Retro graphics meets zombies. It’s an idea that’s been done before, a lot. So when I looked at Zombie Party for review I was immediately looking for something that made this game stand out among the rest, and it definitely delivered. 

Zombie Party is a frantic top down shooter that features RPG elements, procedural dungeons and local and online multiplayer. The developer, a one man team, put Zombie Party onto Steam Early Access in order to receive feedback as he progressed with the development of the game. The game state is currently in “Early Access Alpha Stage”  and it states this on-screen in massive letters in between loading screens so there’s really no way you can miss it. For a game in such early stages I expected a slight amount of content coupled with a myriad of issues, but during my time with Zombie Party I was relieved to find a stable and perfectly playable game, packed with things to do.


OP weapons are the best at killing zombies.

The game is split into four modes, all of which can be played alone, in couch co-op, or online co-op. In Adventure mode you tackle waves of enemies picking up gold, weapons, ammo, magic runes, and upgrades along the way. In between waves you can access the shop to purchase upgrades to your weapons or more ammo and such. The waves end in a tough boss battle and then you warp to the next arena. This game mode is the most immediately enjoyable as it gives a real sense of progression as well as a tough challenge, and with the added incentive of location changes featuring a slew of new enemies I found myself consistently retrying not in order to get the high score but to see as many levels and enemy types as I could. After you eventually die you take all the gold you managed to grab and use it to buff your character, leveling up your damage, health, speed etc to make your next attempt more manageable so you can progress further. You can also use the gold to grab costumes and hats for your characters which of course is much more important.
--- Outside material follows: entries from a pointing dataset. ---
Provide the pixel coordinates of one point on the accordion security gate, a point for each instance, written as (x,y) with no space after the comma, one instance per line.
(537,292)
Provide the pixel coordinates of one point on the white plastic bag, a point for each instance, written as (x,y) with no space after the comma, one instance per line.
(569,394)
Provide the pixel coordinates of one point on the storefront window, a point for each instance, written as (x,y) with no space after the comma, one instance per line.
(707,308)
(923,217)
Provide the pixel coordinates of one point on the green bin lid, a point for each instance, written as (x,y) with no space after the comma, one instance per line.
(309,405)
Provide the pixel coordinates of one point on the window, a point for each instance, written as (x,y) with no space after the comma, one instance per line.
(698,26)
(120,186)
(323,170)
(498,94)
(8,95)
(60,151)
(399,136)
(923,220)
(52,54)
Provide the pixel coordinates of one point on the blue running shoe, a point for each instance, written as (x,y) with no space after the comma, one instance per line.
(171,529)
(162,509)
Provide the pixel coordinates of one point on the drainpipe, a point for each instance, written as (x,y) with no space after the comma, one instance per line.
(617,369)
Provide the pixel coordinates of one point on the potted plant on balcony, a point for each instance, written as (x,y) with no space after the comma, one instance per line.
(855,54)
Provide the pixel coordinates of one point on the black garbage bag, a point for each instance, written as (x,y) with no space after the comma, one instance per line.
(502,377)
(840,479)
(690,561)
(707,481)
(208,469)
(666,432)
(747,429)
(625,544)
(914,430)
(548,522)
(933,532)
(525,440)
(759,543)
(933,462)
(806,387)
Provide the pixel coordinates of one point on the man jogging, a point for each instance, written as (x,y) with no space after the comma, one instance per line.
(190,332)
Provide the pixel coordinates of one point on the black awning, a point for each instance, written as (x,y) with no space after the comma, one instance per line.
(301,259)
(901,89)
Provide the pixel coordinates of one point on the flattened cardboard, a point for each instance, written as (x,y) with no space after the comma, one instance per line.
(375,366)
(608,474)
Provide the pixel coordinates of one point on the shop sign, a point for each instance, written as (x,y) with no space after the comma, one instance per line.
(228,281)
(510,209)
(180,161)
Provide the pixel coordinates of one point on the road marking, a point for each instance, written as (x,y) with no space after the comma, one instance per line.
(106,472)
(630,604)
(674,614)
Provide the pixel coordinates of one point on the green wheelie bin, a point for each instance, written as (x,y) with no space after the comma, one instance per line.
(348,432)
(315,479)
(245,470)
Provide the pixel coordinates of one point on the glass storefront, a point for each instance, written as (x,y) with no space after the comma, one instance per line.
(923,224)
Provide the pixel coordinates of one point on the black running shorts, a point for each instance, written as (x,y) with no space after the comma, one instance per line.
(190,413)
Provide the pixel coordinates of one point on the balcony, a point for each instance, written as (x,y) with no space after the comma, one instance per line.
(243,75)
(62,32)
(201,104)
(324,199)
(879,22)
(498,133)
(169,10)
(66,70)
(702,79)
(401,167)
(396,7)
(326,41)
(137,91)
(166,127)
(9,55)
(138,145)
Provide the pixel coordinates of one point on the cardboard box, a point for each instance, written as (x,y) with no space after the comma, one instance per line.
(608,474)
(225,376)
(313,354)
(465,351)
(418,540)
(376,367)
Zombie fish? and… Zombie Jellyfish?!

Dungeon mode is where the “procedurally generated dungeons” come into play. You blast your way through foresty looking enemies, smashing loot chests until you go down a staircase to a newly generated level, the concept is cool and I enjoyed the destructible environment which held secret chests but felt that it all got stale quickly and found myself playing this mode the least out of the four.

Arcade is where you test your zombie blasting skills in a bid to reach a total of 10,000 Zombie kills in 5 minutes. This is a great mode for multiplayer and as you progress through the game you unlock more maps to use for this mode, giving a great incentive to play the other game modes more.

Deathmatch, albeit a fun idea was simply too much to handle for me, playing a four player match the screen was simply so full of lasers and explosions that I could not see my character half the time, and I’d often be looking for myself only to find I had died, already re spawned and was in the process of being shot again. Maybe with less players this would be more tolerable but for me I stuck to the other game modes.



The inclusion of local and online co-op into every mode is a commendable choice and having a friend to play with makes the game much more enjoyable. Though an issue I found with the game is unfortunately one that disrupts the co-op experience. When one player dies, the camera seems to freak out, potentially in mourning the loss of a zombie party goer but none the less it tends to result in the remaining character(s) dying due to a mental camera that locks onto the dead players corpse unwilling to let go. My other gripe with the game is more on a personal level, why no WEAPON WHEEL?! It seems to me that this game is dying for a weapon wheel option as you get a myriad of weapons and scrolling past ten plus weapons in order to grab the trusty flame thrower that would be really useful at that moment usually causes the moment to slip by. This can be rectified in some part by adjusting a setting in the options menu that gives an Unreal Tournament-esque auto weapon select in that it equips your most powerful weapon at any given time, the problem with this is it removes a huge element of the gameplay by giving you less choice on the battlefield and so the game becomes much simpler and thus less enjoyable.

Throughout all the game modes that Zombie Party offers the core concept remains the same: shoot things with OP weapons and survive as long as possible. For the most part the game manages to pull this off almost without a hitch, and although there are a couple things I noticed that marred my overall experience, the game is, (as it repeatedly states)  in its “Early Access Alpha Stage” and so there’s plenty of room for improvement before the final release.